Is DOJ seriously considering prosecution? We don’t know the answer.
But investigators will be hesitant to give the former president the benefit of the doubt a second time for mishandling high level information. Whether Trump declassified it or not, top secret information receives that classification because unauthorized release could do grave damage to national security. Knowing that and given his history of outrage over Hillary’s emails, it would have been incumbent on Trump to order a document-by-document search of his boxes and ensure official records were returned. In May, the talk was of the Presidential Records Act, now it’s of the Espionage Act.
Fortunately, when investigations heat up like this, people with detailed information about criminal conduct (and arguable exposure to responsibility for it) often prefer being witnesses to being defendants. If DOJ succeeds in recruiting witnesses with inside information, the likelihood that the truth will come to light is greatly increased.

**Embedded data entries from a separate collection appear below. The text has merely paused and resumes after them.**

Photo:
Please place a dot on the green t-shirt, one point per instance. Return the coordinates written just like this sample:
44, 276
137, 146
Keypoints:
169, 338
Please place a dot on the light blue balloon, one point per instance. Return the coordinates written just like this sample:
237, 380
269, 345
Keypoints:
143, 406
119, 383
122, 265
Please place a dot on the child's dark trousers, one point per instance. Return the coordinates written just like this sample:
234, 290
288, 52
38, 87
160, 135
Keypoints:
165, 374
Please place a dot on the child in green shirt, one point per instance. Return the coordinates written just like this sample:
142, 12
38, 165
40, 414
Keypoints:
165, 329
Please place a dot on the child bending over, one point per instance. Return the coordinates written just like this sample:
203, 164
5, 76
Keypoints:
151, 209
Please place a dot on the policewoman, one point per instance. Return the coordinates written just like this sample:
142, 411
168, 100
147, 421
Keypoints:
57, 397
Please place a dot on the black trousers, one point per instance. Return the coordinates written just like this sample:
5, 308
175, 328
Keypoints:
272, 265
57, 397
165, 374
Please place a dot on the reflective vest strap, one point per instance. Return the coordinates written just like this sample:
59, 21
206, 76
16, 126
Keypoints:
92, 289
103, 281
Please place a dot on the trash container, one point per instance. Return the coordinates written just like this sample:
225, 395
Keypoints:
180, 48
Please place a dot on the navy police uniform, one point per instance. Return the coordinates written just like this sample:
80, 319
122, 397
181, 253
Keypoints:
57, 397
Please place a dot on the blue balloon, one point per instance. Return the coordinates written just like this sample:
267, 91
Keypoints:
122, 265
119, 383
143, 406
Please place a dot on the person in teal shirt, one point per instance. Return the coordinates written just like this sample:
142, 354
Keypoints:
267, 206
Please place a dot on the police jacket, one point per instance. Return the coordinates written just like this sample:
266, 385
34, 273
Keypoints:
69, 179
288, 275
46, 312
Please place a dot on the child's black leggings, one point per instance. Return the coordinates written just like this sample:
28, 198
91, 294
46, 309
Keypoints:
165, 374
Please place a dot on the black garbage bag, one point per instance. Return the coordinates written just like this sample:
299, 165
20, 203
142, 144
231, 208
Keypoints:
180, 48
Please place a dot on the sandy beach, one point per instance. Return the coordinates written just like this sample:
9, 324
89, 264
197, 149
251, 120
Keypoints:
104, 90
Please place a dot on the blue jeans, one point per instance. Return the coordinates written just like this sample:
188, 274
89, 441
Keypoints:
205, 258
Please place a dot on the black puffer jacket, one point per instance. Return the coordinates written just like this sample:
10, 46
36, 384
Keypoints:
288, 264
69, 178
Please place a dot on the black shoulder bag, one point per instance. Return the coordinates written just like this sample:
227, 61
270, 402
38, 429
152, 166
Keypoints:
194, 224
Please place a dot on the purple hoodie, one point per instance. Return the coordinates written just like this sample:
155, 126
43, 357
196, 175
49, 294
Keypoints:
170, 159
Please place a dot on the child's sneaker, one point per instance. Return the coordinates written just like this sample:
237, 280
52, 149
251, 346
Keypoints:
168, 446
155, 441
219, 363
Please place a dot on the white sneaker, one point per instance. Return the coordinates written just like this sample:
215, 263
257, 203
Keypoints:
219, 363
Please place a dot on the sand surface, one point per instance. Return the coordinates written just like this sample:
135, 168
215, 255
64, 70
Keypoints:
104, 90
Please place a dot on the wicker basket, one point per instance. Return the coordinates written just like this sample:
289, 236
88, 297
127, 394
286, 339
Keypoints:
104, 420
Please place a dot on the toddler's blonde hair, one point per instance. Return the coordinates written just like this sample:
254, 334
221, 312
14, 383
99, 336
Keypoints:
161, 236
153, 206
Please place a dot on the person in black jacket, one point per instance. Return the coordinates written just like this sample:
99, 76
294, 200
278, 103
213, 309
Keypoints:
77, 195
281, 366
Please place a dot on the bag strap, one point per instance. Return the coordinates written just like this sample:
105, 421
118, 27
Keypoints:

We don’t know what, if anything, Trump did with the materials at Mar-a-Lago. But DOJ appears to be interested in that question. For one thing, they’ve obtained video surveillance tapes of MAL. There’s been speculation that the large and seemingly unwarranted investment of $2 billion by the Saudis in Jared Kushner’s new business venture along with the large sums of money paid to Trump to host a Saudi-backed golf tournament could be payoffs. But for now, that is just speculation and I’d encourage you to be careful about buying into conjecture unless and until it’s backed up by evidence—even when the speculation makes a certain amount of intuitive sense.
One more item before we close. The environmental lawyer who wanted to be attorney general is still trying to show off for Trump. He thought he could make up some inane nonsense about my #SistersInLaw podcast co-host and dear friend Barb McQuade, who tweeted an explanation of the classification issue we dove into up above. But Barb wasn’t having any of it and responded with one of the best examples of civil discourse I’ve seen; just the facts and no rancor.
It’s always great to start the new week with a good example!
This is likely to be an interesting and important week. It’s also my first week of teaching for the fall term, so expect me to be a bit more sparring in my posts. But I’ll jump back in as we learn more. If you’re enjoying the newsletter, I hope you’ll share it with a friend. And, I love reading your comments, so please keep it up.
We’re in this together,
Joyce
Thanks for the great explanation Joyce! Good Luck with the new school year! And Mr. Clark is once again way in over his head if he thinks he’s going to outsmart either you or Barb 😁
Barb speaks from the true perspective of the law. There is no law for Trump and the Republicans. They have been pulling these stunts since Nixon. The script was written for this hateful chaos when Nixon was pardoned. I agree with Jill Wine-Banks who was there when it happened. Nixon should have been nailed publicly for his crimes.